Usia pasien saat ini 35 tahun yang berarti telah memasuki Advanced
Maternal Age (AMA, usia 35 tahun atau lebih), sehingga kemungkinan tingginya
paritas dan kesuburan pada wanita dengan AMA menjadi salah satu faktor yang
dapat menyebabkan terjadi kehamilan ganda terutama kehamilan dizigot pada
pasien (Mclennan, Gyamfi-bannerman dan Ananth, 2017). Pada AMA terjadi
peningkatan produksi gonadotropin terutama pada usia 35-39 tahun, sehingga
menyebabkan hiperstimulasi ovarium (Santana, Surita dan Cecatti, 2018).
Penelitian menunjukkan, AMA dapat meningkatkan kejadian postpartum
hemorrhage (PPH) pada kehamilan ganda yang disebabkan oleh insersia uteri.
Akan tetapi, risiko efek pada janin seperti fetal death tidak ditemukan adanya
hubungan dengan AMA pada kehamilan ganda (Zhu et al., 2018; Mclennan,
Gyamfi-bannerman and Ananth, 2017).
Faktor-faktor yang lain yang dapat memengaruhi terjadinya kehamilan
ganda adalah kondisi geografis, multiparitas, etnis, kondisi sosial-ekonomi rendah,
penggunaan kontrasepsi oral, riwayat keluarga (genetik), dan penggunaan assisted
reproductive techniques (Santana, Surita dan Cecatti, 2018). Pasien diketahui sudah
pernah melahirkan sebelumnya dan menggunakan kontrasepsi oral berupa pil
selama 10 tahun, sehingga dapat menjadi faktor yang meningkatkan terjadinya
kehamilan ganda.
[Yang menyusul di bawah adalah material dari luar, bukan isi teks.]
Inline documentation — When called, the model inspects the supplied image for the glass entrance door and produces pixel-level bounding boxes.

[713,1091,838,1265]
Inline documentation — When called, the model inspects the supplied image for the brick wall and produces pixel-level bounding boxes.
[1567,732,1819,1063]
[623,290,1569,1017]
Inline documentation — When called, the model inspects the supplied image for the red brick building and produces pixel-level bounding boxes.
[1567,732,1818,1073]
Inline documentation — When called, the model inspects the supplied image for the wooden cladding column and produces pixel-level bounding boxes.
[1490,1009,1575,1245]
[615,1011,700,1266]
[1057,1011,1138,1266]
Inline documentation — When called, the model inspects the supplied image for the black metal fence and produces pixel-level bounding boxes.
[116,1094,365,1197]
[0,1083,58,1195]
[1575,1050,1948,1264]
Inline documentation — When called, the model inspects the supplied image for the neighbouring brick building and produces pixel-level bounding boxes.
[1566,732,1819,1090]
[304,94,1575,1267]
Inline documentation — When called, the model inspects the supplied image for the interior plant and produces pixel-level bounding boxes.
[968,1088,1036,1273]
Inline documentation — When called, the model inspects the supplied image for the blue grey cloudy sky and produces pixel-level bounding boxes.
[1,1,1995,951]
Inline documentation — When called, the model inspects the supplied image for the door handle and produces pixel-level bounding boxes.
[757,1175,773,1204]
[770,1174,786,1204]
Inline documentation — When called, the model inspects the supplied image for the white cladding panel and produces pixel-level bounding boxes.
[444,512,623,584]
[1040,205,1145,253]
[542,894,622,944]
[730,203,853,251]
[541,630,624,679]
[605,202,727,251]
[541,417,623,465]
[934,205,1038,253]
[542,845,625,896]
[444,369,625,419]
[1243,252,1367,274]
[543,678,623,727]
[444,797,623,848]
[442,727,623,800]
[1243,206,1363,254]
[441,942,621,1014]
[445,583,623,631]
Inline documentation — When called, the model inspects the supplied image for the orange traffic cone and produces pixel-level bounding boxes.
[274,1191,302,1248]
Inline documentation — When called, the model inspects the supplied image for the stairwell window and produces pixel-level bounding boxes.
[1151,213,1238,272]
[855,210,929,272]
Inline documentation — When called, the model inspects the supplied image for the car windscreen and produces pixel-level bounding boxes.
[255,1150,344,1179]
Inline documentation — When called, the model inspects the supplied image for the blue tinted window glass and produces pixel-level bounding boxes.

Kami tidak mengetahui ada tidaknya riwayat keluarga pasien
dengan kehamilan ganda.
Frekuensi BAB pasien adalah 3 hari sekali atau 2 kali dalam satu minggu,
akan tetapi pasien tidak merasakan adanya keluhan saat BAB. Frekuensi BAB ≤2
kali dalam seminggu dan sulit untuk dikeluarkan dapat menandakan terjadinya
konstipasi (Basson, 2019). Konstipasi pada ibu hamil dapat terjadi karena beberapa
hal, yaitu peningkatan absorpsi air dan natrium kolon pada usia kehamilan 12-20
minggu, peningkatan pelepasan progesteron, estrogen, dan relaksin, yang
mengurangi kontraktilitas lambung, esofagus, dan kolon, serta dapat menyebabkan
relaksasi otot polos intestinal. Pasien dapat disarankan mengonsumsi makanan
tinggi serat, perbanyak asupan cairan, olahraga harian, atau konsumsi prebiotik
untuk membantu mengatasi konstipasi (Zahoor et al., 2018).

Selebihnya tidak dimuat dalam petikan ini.